Allison Loudermilk: I don't think the monster had heard of the Beauty and the Beast. If only Disney had been around back then.

Robert Lamb: Yeah, if only he'd read that. Maybe he realized that was unrealistic. He'd already tried. He is the monster and nobody's falling for him. So he needs another monster to fall for him.

Allison Loudermilk: And he just needed time.

Robert Lamb: Maybe. But he wanted a mate now, so Vict

or started to put one together and the process was moving along. But then he was like, "Oh, my goodness. These two are going to mate and there are going to be more monsters. And this will just be a new race of monsters."

Allison Loudermilk: Exponential monsters.

Robert Lamb: So he freaked out and destroyed it. And as you can imagine, things got progressively worse from there.

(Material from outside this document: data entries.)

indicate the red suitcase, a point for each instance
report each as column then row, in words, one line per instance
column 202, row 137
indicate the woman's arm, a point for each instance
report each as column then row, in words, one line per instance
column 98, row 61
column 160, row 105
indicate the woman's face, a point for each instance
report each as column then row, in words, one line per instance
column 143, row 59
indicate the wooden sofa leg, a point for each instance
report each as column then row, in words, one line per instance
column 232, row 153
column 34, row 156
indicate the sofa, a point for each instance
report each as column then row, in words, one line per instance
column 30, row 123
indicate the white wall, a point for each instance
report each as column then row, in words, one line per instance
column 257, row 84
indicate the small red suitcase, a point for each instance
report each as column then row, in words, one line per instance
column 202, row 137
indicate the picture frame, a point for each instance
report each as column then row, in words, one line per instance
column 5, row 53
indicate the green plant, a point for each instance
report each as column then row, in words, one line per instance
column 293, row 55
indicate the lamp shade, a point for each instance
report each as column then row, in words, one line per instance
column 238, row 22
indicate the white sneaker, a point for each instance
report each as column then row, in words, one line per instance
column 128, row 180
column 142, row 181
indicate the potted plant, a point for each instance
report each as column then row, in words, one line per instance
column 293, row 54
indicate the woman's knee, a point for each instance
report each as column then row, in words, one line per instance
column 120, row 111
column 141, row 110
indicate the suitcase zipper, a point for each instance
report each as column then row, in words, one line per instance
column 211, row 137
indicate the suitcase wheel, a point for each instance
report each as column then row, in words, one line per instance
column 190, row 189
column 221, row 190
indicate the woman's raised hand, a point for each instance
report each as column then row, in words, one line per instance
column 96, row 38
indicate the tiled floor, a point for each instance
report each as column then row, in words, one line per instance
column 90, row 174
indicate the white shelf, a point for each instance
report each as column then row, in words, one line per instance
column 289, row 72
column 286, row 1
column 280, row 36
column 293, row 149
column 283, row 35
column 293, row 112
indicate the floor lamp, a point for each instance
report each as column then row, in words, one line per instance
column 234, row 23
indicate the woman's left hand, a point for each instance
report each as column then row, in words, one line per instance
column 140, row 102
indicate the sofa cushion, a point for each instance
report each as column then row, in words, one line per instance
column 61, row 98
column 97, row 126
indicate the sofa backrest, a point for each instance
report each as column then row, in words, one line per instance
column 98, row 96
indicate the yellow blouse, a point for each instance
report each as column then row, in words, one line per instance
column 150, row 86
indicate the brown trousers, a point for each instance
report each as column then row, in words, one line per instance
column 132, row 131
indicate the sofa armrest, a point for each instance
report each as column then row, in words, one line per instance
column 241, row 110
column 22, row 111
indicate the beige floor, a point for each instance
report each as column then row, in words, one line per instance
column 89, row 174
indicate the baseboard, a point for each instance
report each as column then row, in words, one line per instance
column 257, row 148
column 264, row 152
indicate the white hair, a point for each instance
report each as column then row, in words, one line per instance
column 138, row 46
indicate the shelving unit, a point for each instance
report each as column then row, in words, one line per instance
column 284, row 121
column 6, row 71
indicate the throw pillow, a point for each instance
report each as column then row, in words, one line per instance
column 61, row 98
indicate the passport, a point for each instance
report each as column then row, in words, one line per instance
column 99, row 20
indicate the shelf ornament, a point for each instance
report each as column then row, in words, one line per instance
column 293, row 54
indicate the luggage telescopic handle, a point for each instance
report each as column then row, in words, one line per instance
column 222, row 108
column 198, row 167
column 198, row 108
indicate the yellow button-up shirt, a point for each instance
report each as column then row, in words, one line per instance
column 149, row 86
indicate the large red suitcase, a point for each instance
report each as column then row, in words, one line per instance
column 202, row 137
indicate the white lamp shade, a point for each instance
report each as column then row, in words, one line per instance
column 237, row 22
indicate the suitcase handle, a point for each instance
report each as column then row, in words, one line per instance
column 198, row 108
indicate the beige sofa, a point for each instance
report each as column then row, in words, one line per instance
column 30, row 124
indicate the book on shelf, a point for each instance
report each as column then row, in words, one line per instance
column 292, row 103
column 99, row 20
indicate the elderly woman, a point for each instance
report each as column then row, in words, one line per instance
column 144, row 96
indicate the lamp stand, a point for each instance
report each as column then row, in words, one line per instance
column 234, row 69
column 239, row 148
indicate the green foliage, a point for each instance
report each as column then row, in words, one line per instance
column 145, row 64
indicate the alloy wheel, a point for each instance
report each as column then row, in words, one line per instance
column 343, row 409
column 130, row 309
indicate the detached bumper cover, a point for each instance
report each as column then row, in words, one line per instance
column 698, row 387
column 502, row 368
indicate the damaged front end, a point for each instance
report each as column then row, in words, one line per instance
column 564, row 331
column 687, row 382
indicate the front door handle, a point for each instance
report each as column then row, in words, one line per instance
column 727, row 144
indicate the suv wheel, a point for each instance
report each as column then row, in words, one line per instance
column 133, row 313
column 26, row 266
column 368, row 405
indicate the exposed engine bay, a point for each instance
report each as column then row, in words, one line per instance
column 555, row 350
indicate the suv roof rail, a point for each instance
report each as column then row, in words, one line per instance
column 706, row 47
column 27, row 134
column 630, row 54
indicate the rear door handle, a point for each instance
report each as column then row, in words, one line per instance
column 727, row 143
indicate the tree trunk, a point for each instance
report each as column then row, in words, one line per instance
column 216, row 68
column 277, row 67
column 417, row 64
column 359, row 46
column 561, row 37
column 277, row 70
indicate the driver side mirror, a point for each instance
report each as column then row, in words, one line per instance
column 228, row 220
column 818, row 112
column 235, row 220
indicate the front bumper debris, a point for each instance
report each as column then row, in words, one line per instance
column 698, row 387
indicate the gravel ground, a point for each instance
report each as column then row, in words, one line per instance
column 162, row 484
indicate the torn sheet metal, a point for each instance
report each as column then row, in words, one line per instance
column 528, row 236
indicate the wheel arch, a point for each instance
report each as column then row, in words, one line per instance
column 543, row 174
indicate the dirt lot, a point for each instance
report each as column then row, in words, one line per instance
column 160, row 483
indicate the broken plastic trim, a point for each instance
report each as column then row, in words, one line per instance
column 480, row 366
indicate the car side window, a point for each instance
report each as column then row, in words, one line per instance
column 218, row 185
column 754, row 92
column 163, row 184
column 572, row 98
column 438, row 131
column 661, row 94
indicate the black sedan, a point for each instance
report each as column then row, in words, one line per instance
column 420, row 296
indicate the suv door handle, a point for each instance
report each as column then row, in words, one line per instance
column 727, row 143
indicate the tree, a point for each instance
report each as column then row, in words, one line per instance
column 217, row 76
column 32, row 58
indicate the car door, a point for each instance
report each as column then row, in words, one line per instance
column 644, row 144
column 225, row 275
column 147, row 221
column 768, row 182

Allison Loudermilk: And it all winds up - I really don't want to give the ending in case there's somebody out there who actually is going to read it and hasn't read it.

Robert Lamb: Yeah, or hasn't had it spoiled by movies. Just know that things get worse. Things get vengeful on both sides, and the ending is -

Allison Loudermilk: Loved ones are lost, etcetera. So let's talk about the meaning.

Robert Lamb: So the great thing about the book is you end up sympathizing with both characters. It's not a mad scientist creates sympathetic monster situation completely. It's also not a human creates monster and monster ruins human's life situation. There's a little bit of both. Victor asks for it by abandoning this creature and not doing much to try and fix the situation beyond killing the creature. And the monster, even though he comes from a very relatable point and he's molded by the society that he's thrust into, he also becomes vengeful and murderous and becomes the monster that society thinks he is.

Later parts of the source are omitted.